Discussions specific to the VMware vSphere hypervisor
willn
Influencer
Posts: 15
Liked: never
Joined: May 07, 2012 1:47 pm
Full Name: William Nelson
Contact:

Re: There's a new CBT bug in ESXi 6

Post by willn » Nov 16, 2015 2:03 pm

I am not sure if it happens every time. I have restored Exchange mailbox items as of Friday.

mdmd
Enthusiast
Posts: 37
Liked: 1 time
Joined: Jan 06, 2014 10:29 am
Full Name: Mike
Contact:

Re: There's a new CBT bug in ESXi 6

Post by mdmd » Nov 16, 2015 2:38 pm

We run a reverse incremental based backup scheme for all our 100+ VMs and use 6.0u1

I had to do a restore of our SharePoint front end a couple of weeks ago, all went fine. Just ran a chkdsk on that VM, and all reported fine. VM was 100+ GB.

We have also done various file level and exchange mailbox restores without a hitch too.

dellock6
Veeam Software
Posts: 5653
Liked: 1589 times
Joined: Jul 26, 2009 3:39 pm
Full Name: Luca Dell'Oca
Location: Varese, Italy
Contact:

Re: There's a new CBT bug in ESXi 6

Post by dellock6 » Nov 16, 2015 4:03 pm 1 person likes this post

The problem with the bug is that is not consistent, it "may" report wrong blocks when reading CBT information, and this is why probably you (and many others) have not seen the error.
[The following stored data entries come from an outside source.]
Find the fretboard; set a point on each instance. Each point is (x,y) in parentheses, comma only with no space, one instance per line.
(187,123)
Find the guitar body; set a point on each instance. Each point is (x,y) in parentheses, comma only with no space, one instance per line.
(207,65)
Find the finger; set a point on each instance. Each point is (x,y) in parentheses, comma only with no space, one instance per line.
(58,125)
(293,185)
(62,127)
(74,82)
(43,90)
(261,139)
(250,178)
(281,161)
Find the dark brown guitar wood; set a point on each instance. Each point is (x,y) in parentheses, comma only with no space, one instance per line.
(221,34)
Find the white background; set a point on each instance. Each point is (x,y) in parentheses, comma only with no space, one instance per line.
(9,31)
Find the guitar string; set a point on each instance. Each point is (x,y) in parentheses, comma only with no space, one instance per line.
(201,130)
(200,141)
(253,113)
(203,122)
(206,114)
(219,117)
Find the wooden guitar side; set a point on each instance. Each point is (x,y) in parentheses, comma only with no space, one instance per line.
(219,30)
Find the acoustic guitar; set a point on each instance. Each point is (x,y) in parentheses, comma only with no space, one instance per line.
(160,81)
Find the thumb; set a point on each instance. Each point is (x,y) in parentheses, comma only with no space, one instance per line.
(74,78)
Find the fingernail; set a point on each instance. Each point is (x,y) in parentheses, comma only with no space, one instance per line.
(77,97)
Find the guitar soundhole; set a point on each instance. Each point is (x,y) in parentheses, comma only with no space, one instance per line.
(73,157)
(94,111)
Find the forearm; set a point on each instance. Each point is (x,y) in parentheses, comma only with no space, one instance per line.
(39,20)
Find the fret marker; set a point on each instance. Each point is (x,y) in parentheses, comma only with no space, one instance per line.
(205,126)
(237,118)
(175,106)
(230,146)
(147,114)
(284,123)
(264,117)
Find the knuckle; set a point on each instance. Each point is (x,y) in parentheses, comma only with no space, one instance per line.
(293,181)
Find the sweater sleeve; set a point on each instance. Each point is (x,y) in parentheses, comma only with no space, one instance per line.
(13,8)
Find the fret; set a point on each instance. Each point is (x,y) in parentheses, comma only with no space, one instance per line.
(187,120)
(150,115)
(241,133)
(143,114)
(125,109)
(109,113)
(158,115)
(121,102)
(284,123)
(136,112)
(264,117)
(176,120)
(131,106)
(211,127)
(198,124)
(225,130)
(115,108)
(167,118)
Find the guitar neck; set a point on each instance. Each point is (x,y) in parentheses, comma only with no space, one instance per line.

The suggestion of disabling CBT at all until there's a patch from VMwre is to avoid those small chances of getting caught by the bug.
Luca Dell'Oca
Principal EMEA Cloud Architect @ Veeam Software

@dellock6
https://www.virtualtothecore.com/
vExpert 2011 -> 2019
Veeam VMCE #1

lightsout
Expert
Posts: 211
Liked: 55 times
Joined: Apr 10, 2014 4:13 pm
Contact:

Re: There's a new CBT bug in ESXi 6

Post by lightsout » Nov 16, 2015 4:25 pm

I used this bit of PowerShell:

Code: Select all

get-vbrjob | ? {$_.JobType -eq "Backup" } | Set-VBRJobAdvancedViOptions -UseChangeTracking $false | out-null
To disable CBT on all of my jobs.

I've heard from VMware we'll see a patch for it this month.

rccl_ecain
Influencer
Posts: 12
Liked: 14 times
Joined: Jan 06, 2015 10:46 pm
Full Name: Ethan Cain
Location: Miramr, FL
Contact:

Re: There's a new CBT bug in ESXi 6

Post by rccl_ecain » Nov 16, 2015 4:52 pm

This part of the KB:

" this causes the change tracking information of I/Os that occur during snapshot consolidation to be lost."
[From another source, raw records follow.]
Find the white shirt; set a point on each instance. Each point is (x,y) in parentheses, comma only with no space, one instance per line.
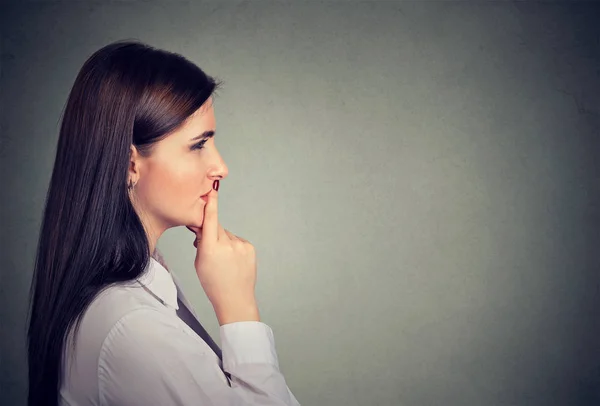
(134,350)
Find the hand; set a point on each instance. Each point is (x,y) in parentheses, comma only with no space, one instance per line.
(226,267)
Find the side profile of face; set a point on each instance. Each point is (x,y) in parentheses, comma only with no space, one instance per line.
(170,183)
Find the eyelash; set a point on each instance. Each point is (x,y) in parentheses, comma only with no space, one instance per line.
(199,145)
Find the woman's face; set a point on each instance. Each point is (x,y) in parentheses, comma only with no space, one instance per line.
(181,169)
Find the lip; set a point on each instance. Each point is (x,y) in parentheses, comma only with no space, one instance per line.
(205,197)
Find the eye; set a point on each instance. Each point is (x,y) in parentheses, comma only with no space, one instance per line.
(198,145)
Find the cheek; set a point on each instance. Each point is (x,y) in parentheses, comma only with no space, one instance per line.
(175,186)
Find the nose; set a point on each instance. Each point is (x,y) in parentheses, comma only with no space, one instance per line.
(220,171)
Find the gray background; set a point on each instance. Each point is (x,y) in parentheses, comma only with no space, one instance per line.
(420,181)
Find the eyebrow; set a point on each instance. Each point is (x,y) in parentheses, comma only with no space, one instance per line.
(205,134)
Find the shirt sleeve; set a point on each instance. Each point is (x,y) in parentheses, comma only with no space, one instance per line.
(147,359)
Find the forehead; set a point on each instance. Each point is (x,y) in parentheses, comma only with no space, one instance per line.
(201,120)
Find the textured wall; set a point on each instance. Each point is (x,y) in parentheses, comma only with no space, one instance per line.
(420,181)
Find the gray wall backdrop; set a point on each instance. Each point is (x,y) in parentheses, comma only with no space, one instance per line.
(420,180)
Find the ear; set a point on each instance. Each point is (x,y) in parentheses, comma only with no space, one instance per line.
(134,163)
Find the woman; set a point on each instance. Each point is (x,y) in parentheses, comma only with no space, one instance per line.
(109,324)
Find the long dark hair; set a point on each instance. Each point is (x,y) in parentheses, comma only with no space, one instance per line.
(91,237)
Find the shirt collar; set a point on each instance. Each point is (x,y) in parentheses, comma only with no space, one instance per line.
(160,282)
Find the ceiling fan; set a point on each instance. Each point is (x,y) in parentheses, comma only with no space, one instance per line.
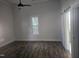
(23,5)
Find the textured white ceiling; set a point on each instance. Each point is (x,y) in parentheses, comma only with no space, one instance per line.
(27,1)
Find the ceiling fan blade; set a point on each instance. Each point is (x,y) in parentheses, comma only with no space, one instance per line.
(26,5)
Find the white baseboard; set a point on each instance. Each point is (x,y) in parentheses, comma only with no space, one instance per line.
(37,40)
(3,44)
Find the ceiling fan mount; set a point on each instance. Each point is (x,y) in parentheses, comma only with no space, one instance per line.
(23,5)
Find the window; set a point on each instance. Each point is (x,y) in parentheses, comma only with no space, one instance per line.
(35,25)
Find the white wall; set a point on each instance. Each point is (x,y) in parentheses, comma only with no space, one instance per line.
(6,24)
(49,22)
(74,18)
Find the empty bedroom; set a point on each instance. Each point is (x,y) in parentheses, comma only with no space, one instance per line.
(33,29)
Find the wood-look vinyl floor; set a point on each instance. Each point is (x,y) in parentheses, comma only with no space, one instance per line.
(21,49)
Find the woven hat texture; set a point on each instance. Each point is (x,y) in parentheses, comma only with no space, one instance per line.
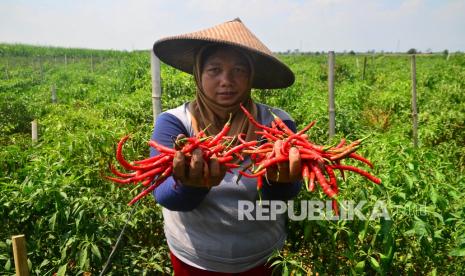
(179,51)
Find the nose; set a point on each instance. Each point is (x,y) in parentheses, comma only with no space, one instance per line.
(227,78)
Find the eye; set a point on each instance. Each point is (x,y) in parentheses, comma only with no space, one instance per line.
(213,70)
(241,70)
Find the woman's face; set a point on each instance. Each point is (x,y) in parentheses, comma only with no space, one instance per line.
(225,77)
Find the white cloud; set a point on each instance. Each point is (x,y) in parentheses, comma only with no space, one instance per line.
(312,25)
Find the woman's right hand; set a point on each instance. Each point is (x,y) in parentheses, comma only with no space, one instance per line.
(197,172)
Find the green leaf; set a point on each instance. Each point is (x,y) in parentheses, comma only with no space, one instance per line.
(95,251)
(8,265)
(62,270)
(83,258)
(459,252)
(375,265)
(360,267)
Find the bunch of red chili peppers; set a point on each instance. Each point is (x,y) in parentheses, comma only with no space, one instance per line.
(318,162)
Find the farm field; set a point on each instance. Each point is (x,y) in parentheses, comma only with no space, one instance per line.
(53,191)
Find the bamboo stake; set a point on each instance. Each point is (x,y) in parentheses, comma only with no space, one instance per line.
(364,67)
(54,94)
(20,255)
(332,110)
(414,102)
(34,131)
(91,63)
(156,85)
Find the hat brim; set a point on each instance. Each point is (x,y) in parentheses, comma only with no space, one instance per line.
(270,73)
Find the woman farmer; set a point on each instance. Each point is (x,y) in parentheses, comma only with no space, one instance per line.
(202,223)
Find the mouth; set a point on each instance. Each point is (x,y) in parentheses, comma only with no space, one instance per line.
(226,93)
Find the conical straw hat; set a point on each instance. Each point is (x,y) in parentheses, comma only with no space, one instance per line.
(179,52)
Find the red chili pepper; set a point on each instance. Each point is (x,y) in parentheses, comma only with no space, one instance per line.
(161,148)
(359,171)
(306,174)
(361,158)
(152,187)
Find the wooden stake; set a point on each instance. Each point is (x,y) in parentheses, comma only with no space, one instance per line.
(20,255)
(364,67)
(332,109)
(91,63)
(414,102)
(54,94)
(156,85)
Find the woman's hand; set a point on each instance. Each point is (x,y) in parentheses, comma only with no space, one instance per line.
(285,172)
(197,172)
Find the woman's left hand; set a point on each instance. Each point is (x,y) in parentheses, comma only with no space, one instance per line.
(285,172)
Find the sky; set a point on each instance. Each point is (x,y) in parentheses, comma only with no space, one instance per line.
(306,25)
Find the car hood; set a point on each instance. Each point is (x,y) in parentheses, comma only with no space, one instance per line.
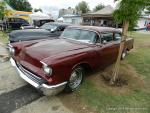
(53,48)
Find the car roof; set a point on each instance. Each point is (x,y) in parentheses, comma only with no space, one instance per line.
(59,24)
(96,28)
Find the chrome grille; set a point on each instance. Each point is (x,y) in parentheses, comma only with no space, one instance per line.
(30,75)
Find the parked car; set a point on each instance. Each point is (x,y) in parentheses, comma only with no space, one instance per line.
(54,65)
(16,23)
(31,34)
(48,30)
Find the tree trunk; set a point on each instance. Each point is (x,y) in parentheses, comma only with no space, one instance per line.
(117,64)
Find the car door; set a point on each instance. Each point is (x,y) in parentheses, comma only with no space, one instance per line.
(107,51)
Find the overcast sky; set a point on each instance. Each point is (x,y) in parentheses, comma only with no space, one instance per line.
(53,6)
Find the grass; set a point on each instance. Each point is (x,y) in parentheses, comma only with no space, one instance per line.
(3,38)
(137,100)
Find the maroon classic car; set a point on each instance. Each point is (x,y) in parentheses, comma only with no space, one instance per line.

Seems to be suggesting that the VM itself may be corrupted because of the consolidation process, whereas the incorrect data (corrupt data) is written back into the VM. I have a few VM's that are experiencing this type of issue it seems, were an Oracle DB server becomes corrupt after a backup. Has anyone else seen this? IF this shows up more, the only choice I have is to disable all backups.
Retired 'Cloud Admiral'. Might actually be on a ship.

fourg
Novice
Posts: 4
Liked: 1 time
Joined: Sep 16, 2015 10:11 pm
Full Name: Brent F
Contact:

Re: There's a new CBT bug in ESXi 6

Post by fourg » Nov 16, 2015 4:57 pm 1 person likes this post

lightsout wrote:

Code: Select all

get-vbrjob | ? {$_.JobType -eq "Backup" } | Set-VBRJobAdvancedViOptions -UseChangeTracking $false | out-null
I came here for this, thank you kind sir!

ndolson
Influencer
Posts: 13
Liked: 2 times
Joined: Jan 08, 2015 3:56 pm
Full Name: Neal
Contact:

Re: There's a new CBT bug in ESXi 6

Post by ndolson » Nov 16, 2015 7:13 pm

rccl_ecain wrote:This part of the KB:

" this causes the change tracking information of I/Os that occur during snapshot consolidation to be lost."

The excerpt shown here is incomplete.